KANSAS CITY — Community Blood Center (CBC) is calling on the community to make appointments to visit donor centers as COVID-19 has fundamentally changed the process of donating blood. Before COVID-19, mobile blood drives hosted by high schools, colleges, businesses and other organizations made up about 70% of the region’s incoming blood supply, but the number of mobile drives has dropped by two-thirds this year as these groups can no longer host them.

The upcoming school year presents new and unprecedented challenges. Blood donations are typically lower during the summer and the return to school usually helps make up the difference and stabilize the blood supply. In the past, school and college drives have collected 20,000 blood donations during each school year. 

“We’ve always relied on the fall to provide a boost in blood donations from high school and college blood drives that are large and well-attended, but we know that’s not happening this time,” said Kim Peck, Senior Executive Director of Community Blood Center. “The pandemic is forcing us to rethink the entire landscape, which means encouraging donors to take the extra step of making an appointment and traveling to a donor center. The loss of young donors is a particular challenge because our future blood supply is dependent on these first-time donors becoming lifetime donors.”

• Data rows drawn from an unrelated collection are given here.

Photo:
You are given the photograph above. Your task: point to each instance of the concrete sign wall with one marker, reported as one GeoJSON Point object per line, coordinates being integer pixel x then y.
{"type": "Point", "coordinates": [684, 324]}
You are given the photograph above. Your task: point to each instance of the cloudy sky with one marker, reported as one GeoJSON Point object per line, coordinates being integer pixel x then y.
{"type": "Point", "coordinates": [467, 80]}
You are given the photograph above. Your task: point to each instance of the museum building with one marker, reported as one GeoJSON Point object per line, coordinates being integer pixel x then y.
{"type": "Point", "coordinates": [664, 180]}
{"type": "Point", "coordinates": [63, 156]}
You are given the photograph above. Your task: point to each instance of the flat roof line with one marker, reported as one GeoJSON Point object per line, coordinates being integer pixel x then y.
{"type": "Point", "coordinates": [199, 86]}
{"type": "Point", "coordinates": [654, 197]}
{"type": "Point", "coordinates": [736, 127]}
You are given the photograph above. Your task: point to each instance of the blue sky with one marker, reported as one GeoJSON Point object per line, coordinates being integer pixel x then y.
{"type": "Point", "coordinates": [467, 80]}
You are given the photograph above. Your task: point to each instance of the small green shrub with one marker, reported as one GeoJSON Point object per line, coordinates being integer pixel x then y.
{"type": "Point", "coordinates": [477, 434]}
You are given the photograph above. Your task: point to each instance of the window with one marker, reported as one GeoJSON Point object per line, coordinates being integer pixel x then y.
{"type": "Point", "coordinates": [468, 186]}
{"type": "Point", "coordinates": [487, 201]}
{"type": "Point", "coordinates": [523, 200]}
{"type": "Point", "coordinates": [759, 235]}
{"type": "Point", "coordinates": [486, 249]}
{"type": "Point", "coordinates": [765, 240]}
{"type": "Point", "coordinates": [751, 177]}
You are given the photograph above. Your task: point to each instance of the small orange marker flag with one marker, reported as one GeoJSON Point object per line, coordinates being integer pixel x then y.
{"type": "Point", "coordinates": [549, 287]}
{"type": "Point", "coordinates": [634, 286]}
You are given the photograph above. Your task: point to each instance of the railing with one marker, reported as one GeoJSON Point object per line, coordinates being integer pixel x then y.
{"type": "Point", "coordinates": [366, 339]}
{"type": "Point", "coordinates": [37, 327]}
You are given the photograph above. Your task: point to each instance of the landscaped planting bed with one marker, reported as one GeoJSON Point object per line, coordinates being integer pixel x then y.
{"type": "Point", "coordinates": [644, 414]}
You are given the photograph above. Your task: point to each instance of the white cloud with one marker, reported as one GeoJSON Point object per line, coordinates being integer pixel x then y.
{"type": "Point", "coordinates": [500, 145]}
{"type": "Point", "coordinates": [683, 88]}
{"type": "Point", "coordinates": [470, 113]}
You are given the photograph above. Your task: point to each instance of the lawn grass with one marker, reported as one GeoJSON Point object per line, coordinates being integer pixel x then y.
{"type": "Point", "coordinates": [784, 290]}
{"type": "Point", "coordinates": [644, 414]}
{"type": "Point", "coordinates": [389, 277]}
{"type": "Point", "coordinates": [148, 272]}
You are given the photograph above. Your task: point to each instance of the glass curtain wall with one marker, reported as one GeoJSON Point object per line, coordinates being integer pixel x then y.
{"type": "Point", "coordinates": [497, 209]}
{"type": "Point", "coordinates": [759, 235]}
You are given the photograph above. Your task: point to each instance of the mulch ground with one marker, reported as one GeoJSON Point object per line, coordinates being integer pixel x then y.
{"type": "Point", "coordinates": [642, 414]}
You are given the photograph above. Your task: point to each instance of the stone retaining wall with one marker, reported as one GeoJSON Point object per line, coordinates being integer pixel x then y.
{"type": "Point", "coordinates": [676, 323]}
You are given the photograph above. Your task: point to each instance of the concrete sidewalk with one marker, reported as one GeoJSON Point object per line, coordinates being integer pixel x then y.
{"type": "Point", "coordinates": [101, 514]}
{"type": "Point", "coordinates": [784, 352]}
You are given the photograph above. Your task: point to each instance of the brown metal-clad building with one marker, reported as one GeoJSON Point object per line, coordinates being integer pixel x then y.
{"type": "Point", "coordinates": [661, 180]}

CBC began hosting a limited number of drives again this summer, however they are far from the number of drives per month needed to support area hospitals. CBC is encouraging eligible donors of all ages to adapt to this new normal by making appointments to visit one of its 7 donor centers.

Blood from volunteer donors is needed every two seconds to help meet the daily transfusion needs of cancer and surgery patients, accident and burn victims, newborns and mothers delivering babies, AIDS and sickle cell anemia patients, and many more.